Treatment Africa

A small child in rural Tanzania receives treatment for adverse effects of malaria.Project title:  Safe and efficacious artemisinin-based combination treatments for African pregnant women with malaria

Project Coordinator(s): U. D’Alessandro (Belgium) and TK Mutabingwa (Tanzania)

European collaborators: Feiko ter Kuile and Jenny Hill (UK), Raffaella Ravinetto, Jean Pierre Van geertruyden, Joris Menten (Belgium), Henk Schallig and Peter De Vries (The Nederlands), Vera Ecser (Austria)

Site PIs: Halidou Tinto (Burkina Faso); Harry Tagbor (Ghana); Linda Kalilani (Malawi); Modest Mulenga (Zambia); Steven Rulisa (Rwanda)

This project aims to identify two treatment regimens that are at least 95% effective as first-line treatment of uncomplicated malaria in second and third trimester pregnancy, and one regimen for the second line (rescue) treatment.

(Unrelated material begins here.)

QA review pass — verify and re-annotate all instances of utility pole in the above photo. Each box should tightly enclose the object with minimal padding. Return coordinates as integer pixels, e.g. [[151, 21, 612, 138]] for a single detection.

The study is designed as a non-inferiority, multi-centre, randomized, open label trial to be conducted in four sites across Africa (Burkina Faso, Ghana, Malawi and Zambia) and comparing the fixed dose combinations of artemether-lumefantrine (AL); amodiaquine-artesunate (AQ-AS); mefloquine–artesunate (MQ-AS) and dihydroartemisinin-piperaquine (DQ-PPQ). Pregnant women attending the antenatal clinic at 16 weeks of gestation or above will be screened for P. falciparum malaria infection and, pending the informed consent, will be randomised to one of the above treatments. Each site will test three treatments, distributed in a way to allow a head-to-head comparison so that each treatment’s relative value according to a series of outcomes will be established. The primary analysis will use the combined data from all four centres together, with adjustment for any centre effects, using an additive model for the response rates. This will allow the assessment of all six possible pair-wise treatment comparisons using all available data. Each pregnant woman will be actively followed for 63 days post treatment and then monthly until delivery. Birth weight and haemoglobin data will be collected as soon as possible after delivery. When possible, a placenta impression smear and a PCR spot will also be prepared. The newborn will be examined for congenital abnormalities. Both the mother and the newborn will be reassessed between four and six weeks after delivery for any adverse event.

Blood samples for population pharmacokinetics will be collected at established times, allowing the analysis of the relationship between drugs levels and response to treatment. In Burkina Faso, to test the sensitivity of the local parasite population to the study drugs, an additional blood sample for in vitro testing with the  isotopic microtest technique will be collected from women with an initial parasitaemia of  4,000/.

A total of 870 patients will be recruited to each treatment; this corresponds to 290 patients in each treatment group in each centre (i.e. total centre sample size for the three arms: 870 patients) – and hence a total study sample size of 3480 patients.